# Final Masters Project

## Name: Sreekanth Palagiri, Student ID: R00184198

## Project Topic: Evaluation of Ensemble Approach for Sentiment Analysis on a Small Dataset

##NoteBook1: Trainer Flair


### **Mount google drive**

In [1]:
from google.colab import drive 
drive.mount('/content/gdrive')

Drive already mounted at /content/gdrive; to attempt to forcibly remount, call drive.mount("/content/gdrive", force_remount=True).


In [2]:
!ls "gdrive/My Drive/Colab Notebooks/Masters Project"

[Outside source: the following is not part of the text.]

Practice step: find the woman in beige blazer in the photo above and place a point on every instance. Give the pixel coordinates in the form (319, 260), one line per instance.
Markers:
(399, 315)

'Airline Tweets dataset'  'Sentence Polarity Dataset'
 glove.6B.300d.txt	   VMDataset


### **Install Flair**

In [3]:
!pip install flair



### **Load Data and Preprocess**

In [4]:
import pandas as pd
import numpy as np

df=pd.read_csv("/content/gdrive/My Drive/Colab Notebooks/Masters Project/Sentence Polarity Dataset/sentimentpolarity.csv")
print(df.groupby(['label']).size())
df.head()

label
0    1000
1    1000
dtype: int64


Unnamed: 0,text,label
0,[ferrera] has the charisma of a young woman wh...,1
1,"both flawed and delayed , martin scorcese's ga...",1
2,"for his first attempt at film noir , spielberg...",1
3,easily one of the best and most exciting movie...,1
4,this director's cut -- which adds 51 minutes -...,0


**Preprocessor to Remove all special characters except emoticons**

In [5]:
import re

def preprocessor(text):
    text = re.sub('<[^>]*>', '', text)
    emoticons = re.findall('(?::|;|=)(?:-)?(?:\)|\(|D|P)', text)
    text = re.sub('[^A-Za-z0-9\']+', ' ', text.lower()) +\
        ' '.join(emoticons).replace('-', '')
    return text

print(df['text'][19])
print(preprocessor(df['text'][19]))

the only fun part of the movie is playing the obvious game . you try to guess the order in which the kids in the house will be gored . 
the only fun part of the movie is playing the obvious game you try to guess the order in which the kids in the house will be gored 


In [6]:
df['text'] = df['text'].apply(preprocessor)

In [7]:
from sklearn.model_selection import train_test_split

df_train, df_test, sentiment_train, sentiment_test = train_test_split(df['text'], df['label'], 
                                                                      random_state=1, test_size=0.15, 
                                                                      shuffle=False)


print('Length of train set:',len(df_train),'Length of test set:',len(df_test))

Length of train set: 1700 Length of test set: 300


In [8]:
df['label'][df.label==0]='Negative'
df['label'][df.label==1]='Positive'

A value is trying to be set on a copy of a slice from a DataFrame

See the caveats in the documentation: https://pandas.pydata.org/pandas-docs/stable/user_guide/indexing.html#returning-a-view-versus-a-copy
  """Entry point for launching an IPython kernel.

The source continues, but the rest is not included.